How you are going to do 1:1 meetings, performance reviews, estimate needed headcount, and create a great culture.

It can be cliché for average teams, but I strongly believe in having core values to build a sustainable business.

Clarity

Career laddering (after the early stage), role expectations, and company vision should be obvious to the employees, and even the product roadmap should be communicated regularly.

Trust

1:1 meetings are confidential, you trust your leaders that they are creating growth opportunities for you and their aim to get you out of your position to a promotion.

Safety

Feedback is communicated frequently, and you should know if you are doing well, and making a mistake is okay, welcoming calculated risks.

Then you can branch out to other values such as having meaningful/engaging work. Company events are not a good measure and sadly, a common approach that I’ve seen a lot. People are motivated to do what they do best to have autonomy, mastery, and purpose. A good book that I recommend is Motivation by Daniel Pink. https://amazon.com/Drive-Surprising-Truth-About-Motivates/dp/1594484805

About defining your own culture

You don’t need to write it at the beginning but make sure you implement it with your team (it’s a necessity to be written when you scale your team) Netflix is very opinionated: https://jobs.netflix.com/culture Amazon is a big player when it comes to believing in its principles https://amazon.jobs/content/en/our-workplace/leadership-principles

Hiring

Hiring, candidate experience, onboarding, branding to attract outstanding talents and performance management.
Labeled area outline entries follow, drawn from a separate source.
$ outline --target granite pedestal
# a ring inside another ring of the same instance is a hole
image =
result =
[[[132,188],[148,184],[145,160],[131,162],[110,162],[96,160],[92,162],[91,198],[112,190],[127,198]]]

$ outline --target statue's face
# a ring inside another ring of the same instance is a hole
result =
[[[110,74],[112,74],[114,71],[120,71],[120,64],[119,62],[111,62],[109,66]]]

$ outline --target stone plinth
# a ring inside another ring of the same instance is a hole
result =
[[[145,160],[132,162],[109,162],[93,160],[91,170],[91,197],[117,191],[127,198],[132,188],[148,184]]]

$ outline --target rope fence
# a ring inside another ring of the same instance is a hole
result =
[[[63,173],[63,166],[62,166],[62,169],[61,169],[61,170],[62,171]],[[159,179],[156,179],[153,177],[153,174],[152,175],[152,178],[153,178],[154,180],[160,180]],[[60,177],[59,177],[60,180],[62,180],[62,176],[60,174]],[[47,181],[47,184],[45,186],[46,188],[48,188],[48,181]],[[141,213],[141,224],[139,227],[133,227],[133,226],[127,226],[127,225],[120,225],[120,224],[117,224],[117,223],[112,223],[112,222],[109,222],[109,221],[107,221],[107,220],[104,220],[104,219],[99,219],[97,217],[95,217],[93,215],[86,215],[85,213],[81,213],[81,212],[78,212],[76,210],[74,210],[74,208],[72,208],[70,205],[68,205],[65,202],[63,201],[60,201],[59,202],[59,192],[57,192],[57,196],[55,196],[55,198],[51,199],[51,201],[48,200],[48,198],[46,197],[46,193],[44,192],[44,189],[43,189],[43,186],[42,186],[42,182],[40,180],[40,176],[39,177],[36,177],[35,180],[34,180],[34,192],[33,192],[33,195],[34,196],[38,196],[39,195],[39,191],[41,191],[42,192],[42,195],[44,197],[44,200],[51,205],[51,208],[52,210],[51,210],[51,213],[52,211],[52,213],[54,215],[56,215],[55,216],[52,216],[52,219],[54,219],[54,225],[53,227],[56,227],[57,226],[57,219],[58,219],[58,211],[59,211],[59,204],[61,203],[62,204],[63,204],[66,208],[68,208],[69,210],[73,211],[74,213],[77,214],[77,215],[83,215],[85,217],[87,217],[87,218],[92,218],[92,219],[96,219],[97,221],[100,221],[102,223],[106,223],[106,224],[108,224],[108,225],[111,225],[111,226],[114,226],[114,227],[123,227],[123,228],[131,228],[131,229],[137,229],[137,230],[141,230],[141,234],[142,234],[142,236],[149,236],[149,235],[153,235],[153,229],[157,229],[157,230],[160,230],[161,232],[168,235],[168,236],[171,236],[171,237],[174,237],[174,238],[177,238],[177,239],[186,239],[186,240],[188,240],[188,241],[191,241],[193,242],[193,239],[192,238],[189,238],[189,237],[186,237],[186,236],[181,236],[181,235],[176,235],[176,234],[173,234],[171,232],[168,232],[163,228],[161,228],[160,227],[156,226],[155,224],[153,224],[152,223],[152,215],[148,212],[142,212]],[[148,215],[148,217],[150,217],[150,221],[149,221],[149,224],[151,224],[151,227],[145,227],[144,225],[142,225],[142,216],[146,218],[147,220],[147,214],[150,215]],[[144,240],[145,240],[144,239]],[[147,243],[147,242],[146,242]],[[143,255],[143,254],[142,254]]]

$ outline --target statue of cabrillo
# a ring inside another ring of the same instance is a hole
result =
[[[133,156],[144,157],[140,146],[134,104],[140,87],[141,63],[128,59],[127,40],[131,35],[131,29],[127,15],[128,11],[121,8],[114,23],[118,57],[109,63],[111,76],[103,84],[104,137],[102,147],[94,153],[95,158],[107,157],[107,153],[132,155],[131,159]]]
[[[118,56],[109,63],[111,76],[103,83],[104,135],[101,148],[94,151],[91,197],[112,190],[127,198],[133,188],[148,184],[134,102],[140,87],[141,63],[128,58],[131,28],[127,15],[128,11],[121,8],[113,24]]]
Look at Guide and what they are doing when it comes to candidate experience

On hiring, I recommend following Nadia’s work https://review.firstround.com/podcast/episode-87

On vision statement

"Many of the worst vision documents I’ve seen were generated by committees. Small committees can sometimes act as good sounding boards, but they should never play the role of primary authorship or decision-making authority. Unless there is exceptional chemistry and shared vision (generally anathema, given the politics of committees), the prospects of clear, concise, passionate writing are dismal. Therefore, the project manager or leader needs the authority to author the vision and drive one voice into it, with the full understanding that it’s her job not to write a reflection of her own personality, but instead to encapsulate the best ideas and thinking available in the organization. The one author should be a strong collaborator who is able to incorporate the best ideas and opinions of others into a single document"

"How much autonomy will I have? Will I feel included? Will it be safe to make mistakes? Will I be part of the decisions that affect me? How difficult will it be to make progress on my projects? Are people…you know…nice?"